Interview with Obi Felton, Google

Q&A with Obi Felton, Google
Obi Felten, Google Interview

What’s your golden rule?
Try new things all the time, move fast, learn from your mistakes. In marketing you might call this testing, in engineering launch & iterate. I much prefer getting something out quickly and less perfectly and see how people react to it, rather than spend months polishing a campaign. This is one of the reasons I like Google, we do new stuff on crazy timelines all the time. Some things fail, some take off – this is true of our products and our marketing projects.

Who has been your biggest influence?
Professionally, my boss at eToys, the startup I worked at during the first dotcom boom from 1999-2001. Personally, my husband and my yoga teacher.

What is your most hated business expression?
We can’t do that because…

What’s the smartest business idea you’ve ever had?
Doing a big marketing campaign for Chrome to drive awareness of browsers and Chrome adoption in EMEA. Google had never done marketing on this scale, it worked, and we’re now doing bigger and bolder campaigns around the globe.

Which leader do you admire most and why?
No one person in particular, there are so many people to learn from.
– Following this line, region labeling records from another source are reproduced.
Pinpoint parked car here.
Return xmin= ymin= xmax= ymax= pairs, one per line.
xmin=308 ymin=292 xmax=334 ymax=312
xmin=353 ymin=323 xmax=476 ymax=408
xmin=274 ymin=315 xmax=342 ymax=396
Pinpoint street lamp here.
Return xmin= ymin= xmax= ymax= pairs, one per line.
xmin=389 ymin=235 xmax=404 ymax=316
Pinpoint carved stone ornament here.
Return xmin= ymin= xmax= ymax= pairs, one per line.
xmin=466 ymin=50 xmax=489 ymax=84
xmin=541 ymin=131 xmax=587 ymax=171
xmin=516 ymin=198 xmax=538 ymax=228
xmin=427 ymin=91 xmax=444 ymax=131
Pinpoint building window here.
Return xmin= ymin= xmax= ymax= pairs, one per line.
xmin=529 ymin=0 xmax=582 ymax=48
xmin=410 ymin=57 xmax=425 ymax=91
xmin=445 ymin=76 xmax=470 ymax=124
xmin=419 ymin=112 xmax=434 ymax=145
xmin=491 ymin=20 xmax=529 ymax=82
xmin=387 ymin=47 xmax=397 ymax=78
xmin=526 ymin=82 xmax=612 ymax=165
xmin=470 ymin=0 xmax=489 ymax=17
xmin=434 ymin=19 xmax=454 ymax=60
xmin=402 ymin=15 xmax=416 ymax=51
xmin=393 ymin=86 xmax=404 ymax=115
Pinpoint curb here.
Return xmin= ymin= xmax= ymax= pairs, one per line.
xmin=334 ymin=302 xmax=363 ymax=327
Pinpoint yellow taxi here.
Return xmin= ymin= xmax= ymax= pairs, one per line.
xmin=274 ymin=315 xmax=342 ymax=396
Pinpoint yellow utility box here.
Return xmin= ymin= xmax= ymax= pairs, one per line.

I heard Bob Geldof speak recently and was impressed with his passionate and intelligent plea to make a difference to the world. We also have some pretty amazing leaders at Google, like Eric Schmidt and Nikesh Arora. They have long-term vision, a focus on the user and are very accessible, not executives on a plinth that nobody gets to talk to.

What’s your favourite word?
Magical.

Tell us a secret.
I grew up in Berlin, but have lived in the UK for exactly half my life. Am I German or English now? I suppose I’m a Londoner.